Von einem Theaterautor namens Henry W. Falk gibt es keine Spur im Internet, aber wollen wir dem Stalburg-Theater mal glauben, dass es sich um einen Engländer handelt, mit einem offenbar brandneuen Stück, denn es fällt unter anderem das Wort „Affenpocken“. Dieser Falk ringt offenbar mit seinem Autor-Sein, denn im Drei-Personen-Stück „Der nackte Albatros“ schreiben zwei Figuren Theaterstücke, Dan und Gerald, und die Frau, um die sie sich streiten, einmal sogar prügeln, ist Schauspielerin und heißt Page. Beziehungsweise war Schauspielerin, bis sie Dan heiratete, Depressionen bekam, jetzt als Trost nur noch auf äußerst kostspielige Shoppingtouren geht. Bei so vielen Einkaufstüten muss sie ein Taxi nehmen, eines Tages fährt sie ein heimlicher Komödienschreiber, der, was für ein Zufall, ein großer Bewunderer ihres Mannes ist.

Im zünftigen Saal des Stalburg-Theaters hatte nun „Der nackte Albatros“ Premiere. Das Boulevardkomödien-Wohnzimmer muss man sich auf schmalem Bühnenraum vorstellen; es gibt immerhin ein Regal, vor allem mit Alkoholika gefüllt, und ein Sofa (Bühne: Moritz Bauer).
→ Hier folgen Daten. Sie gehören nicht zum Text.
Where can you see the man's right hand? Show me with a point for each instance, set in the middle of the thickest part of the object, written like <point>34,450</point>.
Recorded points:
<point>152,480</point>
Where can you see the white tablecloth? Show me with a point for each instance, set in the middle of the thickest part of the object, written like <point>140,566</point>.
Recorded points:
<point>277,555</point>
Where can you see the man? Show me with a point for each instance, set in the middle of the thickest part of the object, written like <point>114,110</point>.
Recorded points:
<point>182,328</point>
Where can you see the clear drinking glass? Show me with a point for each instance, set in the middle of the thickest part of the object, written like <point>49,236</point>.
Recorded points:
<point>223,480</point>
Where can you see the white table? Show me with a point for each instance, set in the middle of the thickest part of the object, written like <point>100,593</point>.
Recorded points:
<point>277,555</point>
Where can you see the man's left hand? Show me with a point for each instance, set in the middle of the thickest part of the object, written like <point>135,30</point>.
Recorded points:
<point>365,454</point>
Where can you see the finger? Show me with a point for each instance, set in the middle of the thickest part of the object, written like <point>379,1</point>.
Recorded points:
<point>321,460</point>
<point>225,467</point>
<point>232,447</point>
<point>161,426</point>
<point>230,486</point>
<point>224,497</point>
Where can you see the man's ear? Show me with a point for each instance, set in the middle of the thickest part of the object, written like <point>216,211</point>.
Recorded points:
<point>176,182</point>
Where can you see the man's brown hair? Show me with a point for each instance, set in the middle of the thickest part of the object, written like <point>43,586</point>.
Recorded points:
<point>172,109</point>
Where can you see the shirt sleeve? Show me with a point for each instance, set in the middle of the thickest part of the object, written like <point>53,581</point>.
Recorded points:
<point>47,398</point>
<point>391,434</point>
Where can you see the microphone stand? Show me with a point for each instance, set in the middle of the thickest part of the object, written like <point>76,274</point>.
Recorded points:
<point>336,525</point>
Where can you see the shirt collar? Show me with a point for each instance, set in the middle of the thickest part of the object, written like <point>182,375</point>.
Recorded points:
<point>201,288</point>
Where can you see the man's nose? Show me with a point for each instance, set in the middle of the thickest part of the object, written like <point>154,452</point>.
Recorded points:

Dan und Page, Jochen Döring und Marlene Zimmer, führen eines dieser typischen, eingespielten Ehepaar-Gespräche. Außerdem fällt Dan, dem erfolgreichen, ja schon fast berühmten Dramatiker, nichts mehr ein – nicht einmal mit stinkender „Denksocke“. Page nimmt Anstoß an der Denksocke und noch einigem mehr. Es folgt: Einkaufstour, Taxifahrer, nach ein paar Tagen wieder Taxifahrer, diesmal mit Manuskripten.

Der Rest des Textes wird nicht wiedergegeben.